Everything in Distributed Systems Starts with Communication

Communication fundamentals in distributed systems are the foundation on which every higher-level property — reliability, consistency, fault tolerance, scalability — is built. Before services can coordinate, replicate data, or agree on decisions, they must first exchange information. Before retries can be made safe, before service discovery can route correctly, before a leader can be elected, components must communicate. And communication in distributed systems is fundamentally different from communication inside a single process.

Once a system crosses a network boundary, the assumptions that feel natural in local code break down. As Post 1.3 established, messages can be delayed, lost, duplicated, or delivered out of order. A function call that either succeeds or fails in microseconds becomes a remote call that may hang, time out, partially succeed, or succeed on the receiver while the response is lost in transit.

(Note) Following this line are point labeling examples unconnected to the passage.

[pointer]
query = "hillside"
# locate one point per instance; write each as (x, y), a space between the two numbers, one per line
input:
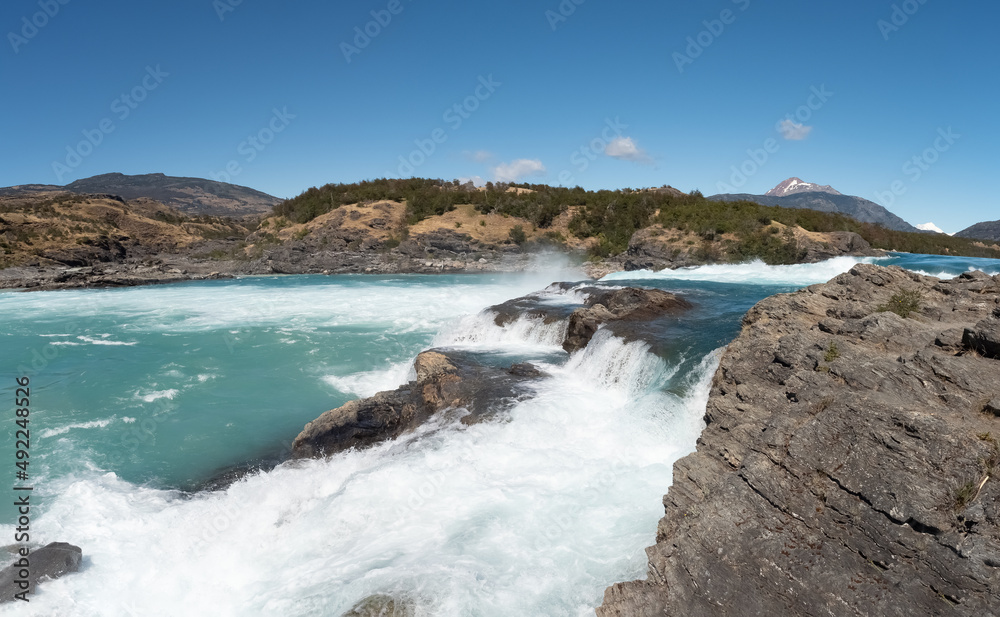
(194, 196)
(605, 222)
(426, 226)
(989, 230)
(69, 230)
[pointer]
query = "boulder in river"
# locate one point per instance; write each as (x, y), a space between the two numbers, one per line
(49, 562)
(850, 464)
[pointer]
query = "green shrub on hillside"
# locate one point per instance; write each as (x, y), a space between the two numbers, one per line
(746, 228)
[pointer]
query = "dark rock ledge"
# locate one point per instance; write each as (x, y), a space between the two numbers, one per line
(444, 380)
(52, 561)
(850, 464)
(450, 379)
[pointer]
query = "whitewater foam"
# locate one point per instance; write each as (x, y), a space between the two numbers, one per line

The sender and receiver execute independently, in different failure domains, on different hardware, under different load conditions.

This post establishes the communication vocabulary and patterns that every subsequent post in this series builds on.

Communication Is Message Passing

At its core, all communication in distributed systems is message passing. One component sends a message. Another component receives it. Every higher-level abstraction — RPC, REST, gRPC, event streams, message queues — is built on top of this basic mechanism.

Unlike shared-memory systems, distributed components cannot directly read or write each other’s state. All interaction happens through messages that travel across a network. This has three structural consequences that shape every design decision in distributed systems.

Communication is slower than local memory access by orders of magnitude — a local function call completes in nanoseconds, a network round trip takes milliseconds. Messages can be delayed, lost, duplicated, or reordered — the network provides no delivery guarantee beyond best effort. The sender and receiver execute independently — the sender cannot know what state the receiver is in when the message arrives, or whether it arrives at all.

These consequences are not engineering problems waiting to be solved. They are permanent properties of network communication that every system design must acknowledge and accommodate.

The Three Communication Patterns and Their Failure Characteristics

In practice, the choice of communication pattern is not abstract. Every pattern carries specific failure characteristics that directly shape how a system behaves when things go wrong. The three dominant patterns — synchronous RPC, asynchronous messaging, and event streaming — fail in fundamentally different ways. The engineering decision is about which failure characteristics the system is best positioned to handle, given its consistency requirements, latency budget, and operational maturity.

Synchronous RPC: REST and gRPC

In synchronous RPC, the caller sends a request and blocks, waiting for a response. This is the most intuitive model and the most common starting point for service-to-service communication.

REST over HTTP is the dominant form — human-readable, firewall-friendly, widely supported, and easy to debug with standard tooling. gRPC uses Protocol Buffers over HTTP/2, offering lower latency through binary encoding, built-in bidirectional streaming, and a strongly typed schema enforced at compile time. The trade-off: gRPC requires schema management and is harder to inspect without specialised tooling. REST is the right default for external APIs and teams with mixed tooling. gRPC is appropriate for internal service-to-service communication where performance matters and both sides control the schema.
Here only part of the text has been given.